The noble Baroness, Lady Finlay, questioned whether there should be a test case—and, if so, who should do it and where the funding should come from. In terms of a test case to take to the Supreme Court, the Government are not yet minded to force this issue. The majority of partners that officials have spoken to support the Cheshire West judgment. We understand that the implications are many and that they vary by settings. As such, the Government have provided, where possible, guidance on specific settings, such as those that the noble Baroness, Lady Finlay, referred to relating to hospices. That guidance has, I think, been very well received.
I understand the noble Baroness’s concern about the implications of the judgment for different settings, particularly those where the fewest number of DoLS applications have traditionally come from. She has, as we all acknowledge, considerable expertise in this area and I would be grateful and pleased to facilitate a meeting with the officials leading this work if she would find that useful—and, indeed, with the Law Commission team looking at future legislation. It is vital to have the support of medical professionals for any future system to replace the current DoLS system.

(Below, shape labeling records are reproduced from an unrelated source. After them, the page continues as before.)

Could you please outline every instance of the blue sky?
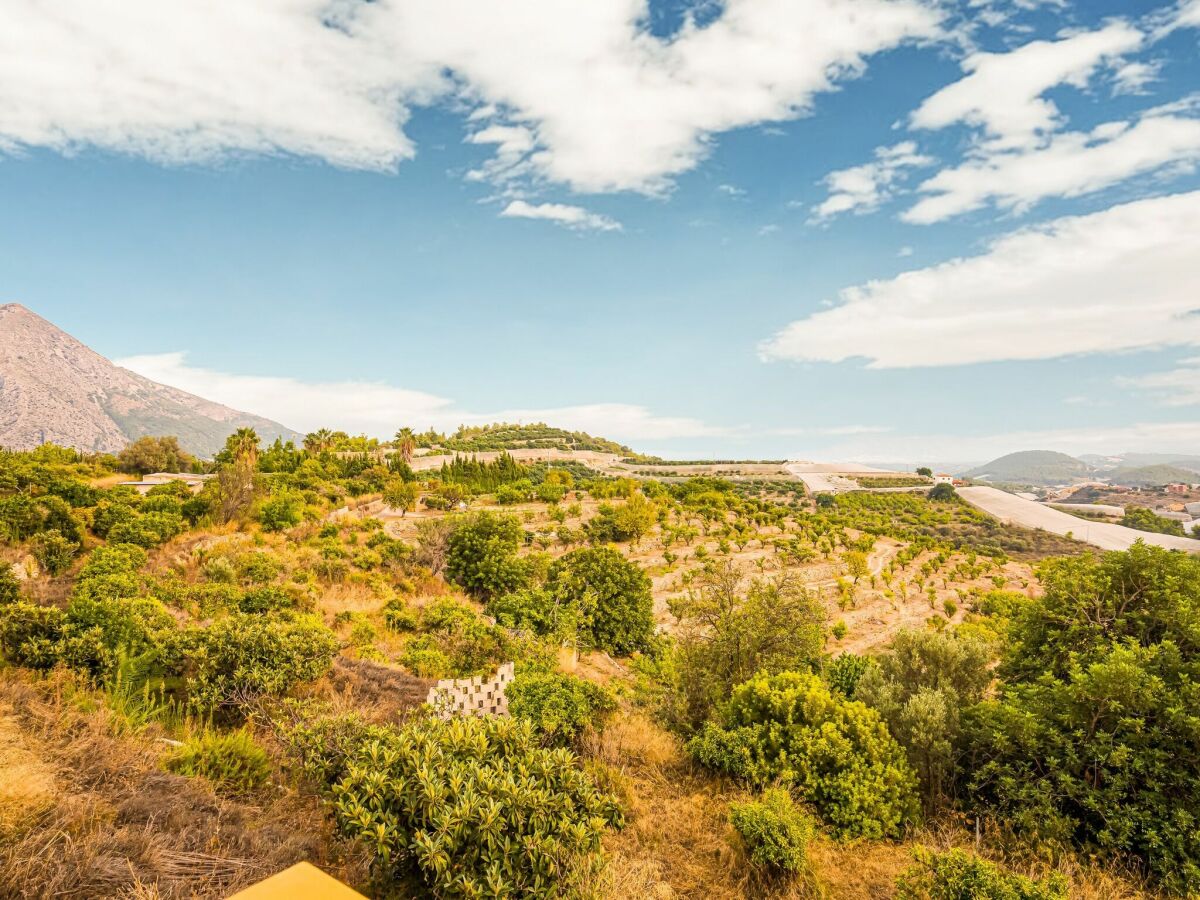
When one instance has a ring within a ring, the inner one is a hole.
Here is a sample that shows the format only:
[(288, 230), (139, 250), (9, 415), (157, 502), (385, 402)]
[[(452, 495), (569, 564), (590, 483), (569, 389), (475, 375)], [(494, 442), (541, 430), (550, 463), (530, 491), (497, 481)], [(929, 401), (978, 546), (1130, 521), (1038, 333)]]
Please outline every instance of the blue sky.
[(238, 8), (16, 4), (4, 300), (300, 430), (1200, 452), (1196, 0)]

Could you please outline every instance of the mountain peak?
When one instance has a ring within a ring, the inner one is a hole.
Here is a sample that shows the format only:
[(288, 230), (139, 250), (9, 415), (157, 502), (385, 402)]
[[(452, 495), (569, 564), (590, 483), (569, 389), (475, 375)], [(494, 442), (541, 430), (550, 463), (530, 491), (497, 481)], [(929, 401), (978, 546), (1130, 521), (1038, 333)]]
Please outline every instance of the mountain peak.
[(0, 305), (0, 446), (53, 442), (115, 452), (145, 434), (174, 434), (184, 449), (210, 456), (240, 427), (266, 440), (298, 437), (120, 368), (25, 306)]

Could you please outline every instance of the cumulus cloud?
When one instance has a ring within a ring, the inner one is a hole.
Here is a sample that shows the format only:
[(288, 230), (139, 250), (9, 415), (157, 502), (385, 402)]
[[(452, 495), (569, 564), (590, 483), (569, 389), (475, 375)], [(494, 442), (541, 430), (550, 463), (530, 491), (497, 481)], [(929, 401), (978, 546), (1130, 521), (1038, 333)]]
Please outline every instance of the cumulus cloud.
[(1046, 91), (1061, 84), (1087, 86), (1105, 60), (1136, 50), (1145, 36), (1115, 22), (1058, 41), (1031, 41), (1008, 53), (972, 53), (967, 72), (928, 97), (912, 114), (914, 128), (955, 124), (980, 127), (990, 150), (1036, 146), (1061, 124), (1061, 113)]
[(823, 182), (829, 196), (812, 209), (812, 222), (823, 222), (841, 212), (870, 212), (887, 200), (905, 169), (932, 166), (934, 157), (917, 152), (917, 144), (905, 140), (875, 150), (875, 162), (830, 172)]
[(1144, 376), (1118, 378), (1117, 384), (1147, 391), (1163, 406), (1186, 407), (1200, 404), (1200, 356), (1180, 360), (1177, 368)]
[(989, 154), (942, 169), (917, 188), (929, 194), (901, 214), (929, 224), (994, 203), (1022, 211), (1049, 197), (1079, 197), (1166, 167), (1200, 160), (1200, 120), (1148, 115), (1091, 132), (1054, 136), (1036, 150)]
[(986, 434), (895, 434), (848, 439), (823, 452), (829, 458), (858, 462), (994, 460), (1014, 450), (1057, 450), (1079, 454), (1194, 452), (1200, 446), (1200, 422), (1135, 422), (1084, 428), (1046, 428)]
[(505, 206), (502, 216), (506, 218), (542, 218), (565, 228), (590, 229), (596, 232), (619, 232), (620, 222), (601, 216), (599, 212), (588, 212), (582, 206), (571, 206), (565, 203), (527, 203), (526, 200), (512, 200)]
[(408, 109), (473, 109), (475, 178), (661, 191), (712, 136), (803, 115), (931, 0), (727, 0), (659, 37), (646, 0), (10, 0), (0, 149), (167, 162), (295, 154), (391, 168)]
[(760, 352), (899, 368), (1200, 346), (1196, 247), (1200, 192), (1060, 218), (848, 288)]
[(116, 365), (145, 378), (245, 409), (298, 431), (322, 427), (390, 437), (400, 425), (454, 430), (493, 421), (547, 421), (618, 440), (724, 437), (737, 430), (686, 416), (656, 415), (632, 403), (584, 403), (473, 413), (446, 397), (382, 382), (302, 382), (280, 376), (217, 372), (188, 364), (184, 353), (128, 356)]

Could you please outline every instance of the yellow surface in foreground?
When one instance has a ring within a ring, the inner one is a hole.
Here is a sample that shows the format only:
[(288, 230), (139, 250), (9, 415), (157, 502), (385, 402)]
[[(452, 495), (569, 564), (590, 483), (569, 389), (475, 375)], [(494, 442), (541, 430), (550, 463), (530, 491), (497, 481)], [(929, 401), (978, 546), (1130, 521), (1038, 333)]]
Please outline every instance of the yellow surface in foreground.
[(266, 881), (239, 890), (229, 900), (365, 900), (358, 890), (310, 863), (296, 863)]

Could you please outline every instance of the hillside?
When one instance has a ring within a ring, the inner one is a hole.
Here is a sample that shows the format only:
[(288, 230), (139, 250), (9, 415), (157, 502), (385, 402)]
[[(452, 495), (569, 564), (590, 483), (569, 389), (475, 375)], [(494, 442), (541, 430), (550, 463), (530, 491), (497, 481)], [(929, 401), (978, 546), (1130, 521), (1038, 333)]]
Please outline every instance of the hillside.
[(241, 427), (264, 440), (299, 437), (114, 366), (19, 304), (0, 306), (0, 446), (115, 452), (144, 434), (175, 434), (188, 452), (211, 456)]
[(1054, 450), (1008, 454), (966, 473), (980, 481), (1014, 485), (1061, 485), (1090, 474), (1087, 463)]
[(614, 440), (593, 437), (582, 431), (554, 428), (544, 422), (529, 425), (463, 426), (450, 437), (440, 434), (422, 434), (431, 445), (444, 450), (460, 452), (479, 452), (485, 450), (592, 450), (601, 454), (631, 455), (634, 451)]
[(1193, 481), (1200, 480), (1200, 475), (1192, 469), (1170, 466), (1166, 463), (1114, 469), (1112, 472), (1105, 473), (1105, 476), (1114, 485), (1129, 487), (1162, 487), (1163, 485), (1169, 485), (1174, 481), (1192, 484)]

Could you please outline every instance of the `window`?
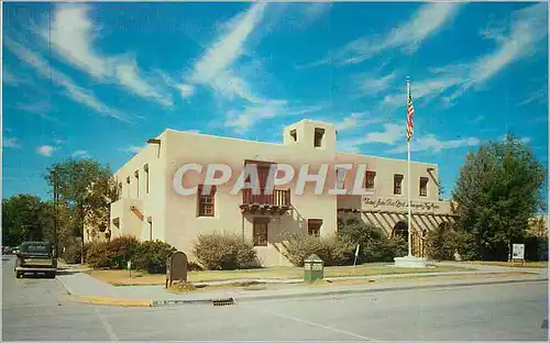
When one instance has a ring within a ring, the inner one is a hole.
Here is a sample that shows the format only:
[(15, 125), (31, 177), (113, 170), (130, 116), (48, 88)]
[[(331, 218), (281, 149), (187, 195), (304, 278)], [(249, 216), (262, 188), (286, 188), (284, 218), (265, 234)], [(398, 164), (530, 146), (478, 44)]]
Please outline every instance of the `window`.
[(135, 176), (135, 197), (140, 198), (140, 170), (135, 170), (134, 176)]
[(367, 170), (365, 173), (365, 189), (374, 189), (375, 178), (376, 178), (376, 172)]
[(148, 223), (148, 240), (153, 241), (153, 218), (152, 217), (147, 218), (147, 223)]
[(254, 246), (267, 246), (267, 218), (254, 218), (253, 222), (253, 240)]
[(290, 136), (293, 137), (294, 142), (298, 142), (298, 133), (296, 133), (296, 129), (290, 131)]
[(216, 186), (210, 187), (209, 193), (205, 193), (205, 191), (204, 191), (204, 185), (200, 185), (198, 187), (198, 192), (197, 192), (199, 202), (199, 217), (213, 217)]
[(402, 193), (402, 182), (403, 182), (403, 175), (395, 174), (394, 175), (394, 195)]
[(308, 234), (318, 237), (321, 234), (322, 219), (308, 219)]
[(324, 136), (324, 129), (319, 129), (319, 128), (315, 129), (315, 136), (314, 136), (315, 147), (321, 147), (323, 136)]
[(337, 189), (343, 189), (345, 181), (345, 169), (337, 168)]
[(420, 177), (420, 197), (428, 196), (428, 178)]
[(148, 164), (143, 166), (143, 170), (145, 170), (145, 192), (148, 195)]

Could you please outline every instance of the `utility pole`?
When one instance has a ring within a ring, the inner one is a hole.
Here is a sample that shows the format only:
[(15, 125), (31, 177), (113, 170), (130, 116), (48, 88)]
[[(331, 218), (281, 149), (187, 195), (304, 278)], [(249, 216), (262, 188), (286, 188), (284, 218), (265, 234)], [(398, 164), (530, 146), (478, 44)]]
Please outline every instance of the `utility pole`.
[(59, 237), (57, 233), (57, 204), (59, 202), (59, 175), (57, 166), (54, 167), (54, 241), (56, 256), (59, 256)]

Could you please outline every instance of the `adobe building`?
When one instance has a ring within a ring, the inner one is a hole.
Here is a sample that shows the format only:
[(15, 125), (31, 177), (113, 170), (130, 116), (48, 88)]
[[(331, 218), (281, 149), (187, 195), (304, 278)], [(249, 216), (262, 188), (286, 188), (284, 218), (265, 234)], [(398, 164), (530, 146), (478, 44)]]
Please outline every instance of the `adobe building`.
[[(161, 240), (194, 259), (198, 234), (233, 233), (253, 242), (264, 266), (289, 265), (284, 250), (290, 234), (329, 236), (337, 233), (339, 219), (356, 217), (383, 228), (388, 235), (406, 236), (407, 162), (341, 153), (336, 146), (334, 125), (311, 120), (286, 126), (282, 144), (165, 130), (114, 174), (121, 197), (111, 204), (110, 235)], [(191, 163), (227, 164), (233, 167), (233, 175), (229, 182), (205, 191), (206, 167), (201, 173), (177, 174)], [(275, 187), (272, 195), (255, 195), (250, 189), (231, 193), (246, 165), (258, 166), (260, 184), (265, 185), (266, 168), (282, 163), (297, 169), (310, 164), (310, 175), (318, 173), (316, 166), (321, 164), (366, 164), (362, 186), (367, 195), (328, 192), (330, 188), (351, 189), (353, 173), (361, 170), (353, 167), (342, 173), (338, 166), (328, 170), (321, 195), (314, 191), (315, 182), (307, 182), (304, 193), (297, 195), (298, 173), (289, 184)], [(436, 164), (411, 163), (411, 228), (417, 256), (424, 254), (422, 232), (452, 220), (449, 202), (438, 200), (437, 180)], [(194, 195), (176, 190), (194, 185), (198, 189)]]

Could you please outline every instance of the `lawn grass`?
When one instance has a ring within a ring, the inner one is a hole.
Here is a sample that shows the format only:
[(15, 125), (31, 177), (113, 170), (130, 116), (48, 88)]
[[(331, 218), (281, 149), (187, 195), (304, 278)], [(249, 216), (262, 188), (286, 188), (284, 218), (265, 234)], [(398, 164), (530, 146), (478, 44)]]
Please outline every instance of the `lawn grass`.
[(499, 267), (519, 267), (519, 268), (548, 268), (548, 262), (503, 262), (503, 261), (472, 261), (464, 264), (480, 264)]
[[(339, 276), (370, 276), (381, 274), (410, 274), (410, 273), (435, 273), (435, 272), (465, 272), (474, 270), (468, 267), (438, 266), (431, 268), (399, 268), (388, 263), (371, 263), (353, 266), (326, 267), (324, 277)], [(132, 272), (132, 277), (128, 270), (91, 270), (91, 276), (116, 286), (131, 285), (164, 285), (164, 274), (147, 274), (144, 272)], [(222, 281), (232, 279), (292, 279), (302, 278), (304, 268), (300, 267), (268, 267), (248, 270), (204, 270), (189, 272), (187, 280), (189, 283)]]
[[(480, 274), (462, 274), (462, 275), (418, 275), (418, 274), (408, 274), (400, 277), (388, 276), (380, 279), (370, 279), (370, 278), (361, 278), (361, 279), (336, 279), (336, 280), (316, 280), (314, 283), (298, 283), (297, 287), (330, 287), (330, 286), (362, 286), (362, 285), (378, 285), (378, 284), (388, 284), (388, 283), (400, 283), (414, 279), (416, 284), (430, 284), (438, 280), (480, 280), (484, 281), (492, 279), (502, 279), (504, 277), (520, 277), (525, 275), (530, 275), (528, 272), (504, 272), (504, 273), (480, 273)], [(270, 286), (267, 284), (262, 283), (231, 283), (224, 285), (211, 285), (211, 286), (201, 286), (194, 287), (188, 285), (175, 285), (174, 287), (168, 288), (169, 292), (173, 294), (189, 294), (189, 292), (201, 292), (201, 291), (212, 291), (212, 290), (229, 290), (229, 289), (241, 289), (241, 290), (253, 290), (261, 292), (263, 290), (274, 289), (273, 287), (278, 288), (278, 286)]]

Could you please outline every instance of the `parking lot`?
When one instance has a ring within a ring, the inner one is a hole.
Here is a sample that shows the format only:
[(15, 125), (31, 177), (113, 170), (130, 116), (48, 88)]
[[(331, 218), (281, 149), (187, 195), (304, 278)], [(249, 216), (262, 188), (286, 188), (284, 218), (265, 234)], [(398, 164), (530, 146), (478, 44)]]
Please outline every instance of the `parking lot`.
[(4, 341), (546, 340), (546, 283), (341, 298), (119, 308), (75, 302), (55, 279), (16, 279), (3, 257)]

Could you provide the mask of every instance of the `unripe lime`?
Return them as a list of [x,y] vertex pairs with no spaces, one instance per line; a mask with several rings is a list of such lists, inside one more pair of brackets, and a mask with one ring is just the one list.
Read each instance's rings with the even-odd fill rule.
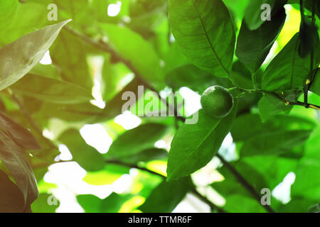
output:
[[203,92],[201,102],[206,114],[215,118],[222,118],[231,112],[233,97],[223,87],[215,85]]

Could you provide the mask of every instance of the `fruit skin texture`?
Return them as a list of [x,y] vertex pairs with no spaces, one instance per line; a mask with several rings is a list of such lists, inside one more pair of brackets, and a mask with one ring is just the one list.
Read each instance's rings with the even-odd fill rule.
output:
[[233,97],[223,87],[215,85],[203,92],[201,99],[205,113],[214,118],[223,118],[233,107]]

I have not addressed all the points made by noble Lords this evening. If I am able to add to the comments that I have made, I would be happy to do so in writing. Suffice it to say, for now, that the Supreme Court judgment has challenged us to think about how we regard the most vulnerable members of society. The ultimate test is for those of us fortunate to have full capacity to put ourselves in the place of those who do not. If we were prevented from leaving a hospital ward—if we could exercise no choice over our day-to-day activities, over whom we met and when we met them—I wonder how we would feel. I suspect that we would expect at the very least to have a legal route of redress. Those who lack capacity deserve and are entitled to exactly the same. The challenge now is to deliver these rights in a busy and pressurised health and care system upon which demand continues to rise.